"Investigation of the Protective Effect of HO-1 in Human iPSC-Derived Cardiomyocytes"

Heme oxygenase-1 (HO-1) is an inducible enzyme with antioxidant and cytoprotective properties that degrades heme into carbon monoxide (CO), ferrous ions (Fe2+), and biliverdin. Biliverdin is subsequently converted to bilirubin by its reductase, and iron is recycled for heme synthesis. HO-1 is activated by cellular stress and plays a role in mitigating oxidative damage. HO-1 can be expressed primarily by its substrate, free heme, and also by a wide variety of stimuli, inducing hypoxia, hyperoxia, pro-inflammatory cytokines, nitric oxide (NO), heavy metals, ultraviolet radiation, heat shock, shear stress, and hydrogen peroxide. This adaptive response of HO-1 to these cytotoxic stimuli implies that HO-1, besides its role in heme degradation, may function as a critical cytoprotective molecule. Understanding HO-1's protective mechanisms could inform the development of novel strategies to prevent or attenuate myocardial damage, particularly in contexts like anthracycline-induced cardiotoxicity, where oxidative stress plays a central role. HO-1 has potential in reducing doxorubicin-induced cardiotoxicity, which is heart damage resulting from certain cancer treatments.
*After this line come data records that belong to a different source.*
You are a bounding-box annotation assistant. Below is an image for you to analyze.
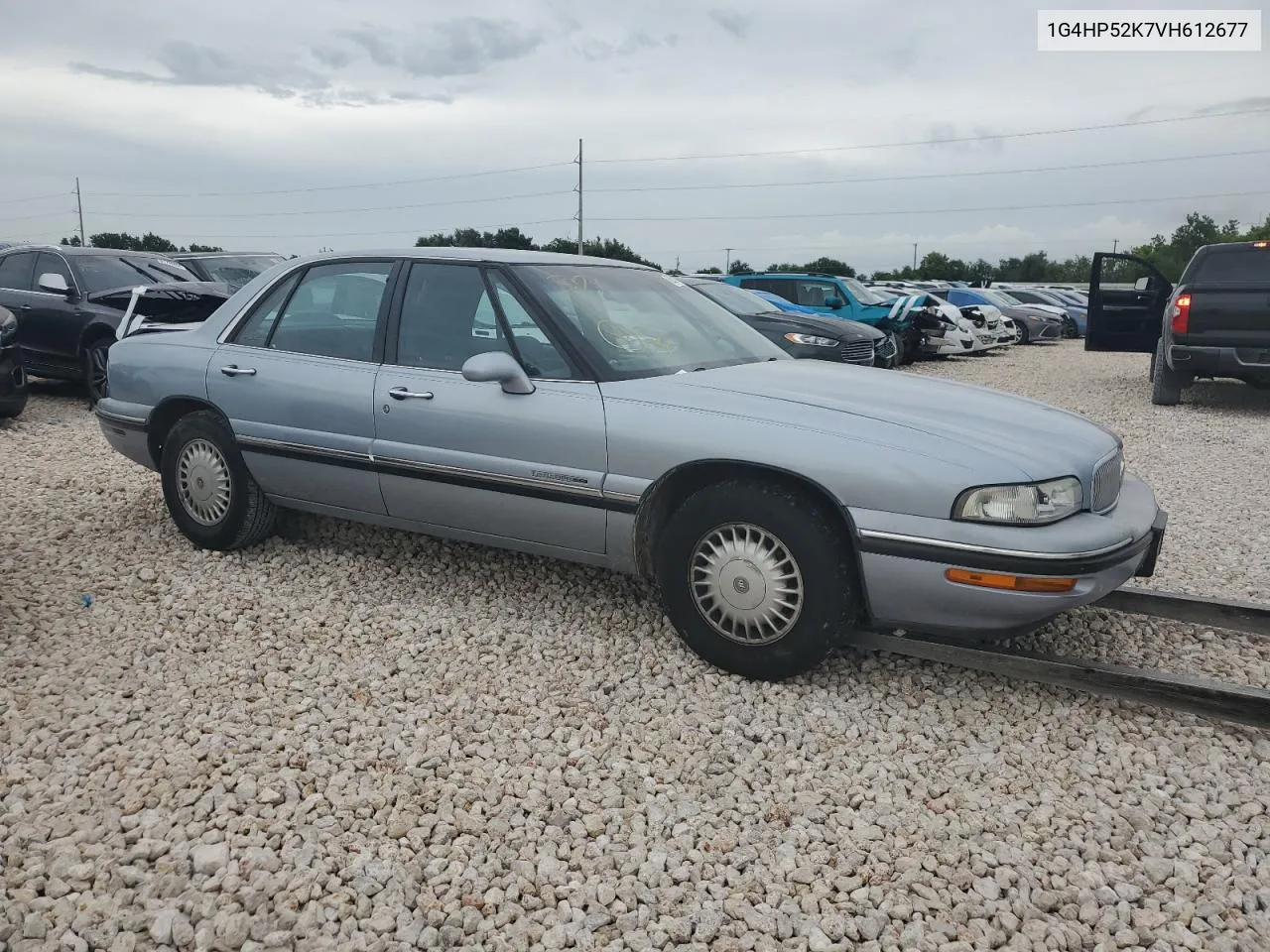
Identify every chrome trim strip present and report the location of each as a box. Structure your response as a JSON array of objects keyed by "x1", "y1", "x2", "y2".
[
  {"x1": 860, "y1": 530, "x2": 1133, "y2": 561},
  {"x1": 92, "y1": 408, "x2": 146, "y2": 426},
  {"x1": 369, "y1": 456, "x2": 604, "y2": 499}
]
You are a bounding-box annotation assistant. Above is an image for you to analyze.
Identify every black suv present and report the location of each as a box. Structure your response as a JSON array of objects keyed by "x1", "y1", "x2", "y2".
[{"x1": 0, "y1": 245, "x2": 196, "y2": 404}]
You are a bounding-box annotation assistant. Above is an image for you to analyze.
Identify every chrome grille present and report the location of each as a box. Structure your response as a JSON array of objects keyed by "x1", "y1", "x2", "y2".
[
  {"x1": 1089, "y1": 449, "x2": 1124, "y2": 513},
  {"x1": 840, "y1": 340, "x2": 872, "y2": 364}
]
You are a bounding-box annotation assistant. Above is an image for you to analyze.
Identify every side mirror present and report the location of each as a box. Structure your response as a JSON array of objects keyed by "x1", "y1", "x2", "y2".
[
  {"x1": 462, "y1": 350, "x2": 534, "y2": 394},
  {"x1": 37, "y1": 272, "x2": 69, "y2": 295}
]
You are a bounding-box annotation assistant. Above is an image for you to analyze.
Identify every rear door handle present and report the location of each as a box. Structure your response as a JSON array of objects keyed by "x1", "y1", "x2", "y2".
[{"x1": 389, "y1": 387, "x2": 432, "y2": 400}]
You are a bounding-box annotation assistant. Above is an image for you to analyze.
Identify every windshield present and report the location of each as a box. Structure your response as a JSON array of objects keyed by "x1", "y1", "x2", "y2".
[
  {"x1": 839, "y1": 278, "x2": 885, "y2": 304},
  {"x1": 689, "y1": 281, "x2": 779, "y2": 316},
  {"x1": 75, "y1": 255, "x2": 198, "y2": 295},
  {"x1": 979, "y1": 289, "x2": 1022, "y2": 307},
  {"x1": 191, "y1": 255, "x2": 287, "y2": 291},
  {"x1": 516, "y1": 264, "x2": 794, "y2": 378}
]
Investigation of HO-1's potentially protective effects against oxidative stress was performed by using two pairs of human induced pluripotent stem cell (iPSC) lines: CTRL, HO-1 knockout; and LV GFP, LV HO-1 overexpression – combined with expression of GFP and luciferase. iPSCs were differentiated into cardiomyocytes, and exposed to various stressors, including hydrogen peroxide, hypoxia and doxorubicin treatment, to evaluate HO-1 importance in protection against induced oxidative stress. We assumed that cells deficient in HO-1 will exhibit reduced antioxidant responses to oxidative stress, leading to higher mortality rates. Our findings indicate that HO-1 deficiency increases sensitivity and mortality, while overexpression of HO-1, despite being generally protective, can be detrimental if excessively high. Therefore, balanced HO-1 levels are crucial for cell survival. This research highlights the dual role of HO-1 in protecting and potentially harming Cardiomyocytes by supplementing iron which could accelerate ferroptosis.